< Titus 3 >

1 Vermaan hen, dat zij aan de overheden en machten onderdanig zijn, dat zij hun gehoorzaam zijn, dat zij tot alle goed werk bereid zijn;
Put them in mind to be in subjection to rulers, to authorities, to be obedient, to be ready unto every good work,
2 Dat zij niemand lasteren, geen vechters zijn, maar bescheiden zijn, alle zachtmoedigheid bewijzende jegens alle mensen.
to speak evil of no man, not to be contentious, to be gentle, shewing all meekness toward all men.
3 Want ook wij waren eertijds onwijs, ongehoorzaam, dwalende, menigerlei begeerlijkheden en wellusten dienende, in boosheid en nijdigheid levende, hatelijk zijnde, en elkander hatende.
For we also were aforetime foolish, disobedient, deceived, serving divers lusts and pleasures, living in malice and envy, hateful, hating one another.
4 Maar wanneer de goedertierenheid van God, onzen Zaligmaker, en Zijn liefde tot de mensen verschenen is,
But when the kindness of God our Saviour, and his love toward man, appeared,
5 Heeft Hij ons zalig gemaakt, niet uit de werken der rechtvaardigheid, die wij gedaan hadden, maar naar Zijn barmhartigheid, door het bad der wedergeboorte en vernieuwing des Heiligen Geestes;
not by works [done] in righteousness, which we did ourselves, but according to his mercy he saved us, through the washing of regeneration and renewing of the Holy Ghost,
6 Denwelken Hij over ons rijkelijk heeft uitgegoten door Jezus Christus, onzen Zaligmaker;
which he poured out upon us richly, through Jesus Christ our Saviour;
7 Opdat wij, gerechtvaardigd zijnde door Zijn genade, erfgenamen zouden worden naar de hope des eeuwigen levens. (aiōnios g166)
that, being justified by his grace, we might be made heirs according to the hope of eternal life. (aiōnios g166)
8 Dit is een getrouw woord, en deze dingen wil ik, dat gij ernstelijk bevestigt, opdat degenen, die aan God geloven, zorg dragen, om goede werken voor te staan; deze dingen zijn het, die goed en nuttig zijn den mensen.
Faithful is the saying, and concerning these things I will that thou affirm confidently, to the end that they which have believed God may be careful to maintain good works.
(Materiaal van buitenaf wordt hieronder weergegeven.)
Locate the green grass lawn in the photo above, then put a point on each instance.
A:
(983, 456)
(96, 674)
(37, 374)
These things are good and profitable unto men:
9 Maar wedersta de dwaze vragen en geslachtsrekeningen, en twistingen, en strijdingen over de wet; want zij zijn onnut en ijdel.
but shun foolish questionings, and genealogies, and strifes, and fightings about the law; for they are unprofitable and vain.
10 Verwerp een kettersen mens na de eerste en tweede vermaning;
A man that is heretical after a first and second admonition refuse;
11 Wetende, dat de zodanige verkeerd is, en zondigt, zijnde bij zichzelf veroordeeld.
knowing that such a one is perverted, and sinneth, being self-condemned.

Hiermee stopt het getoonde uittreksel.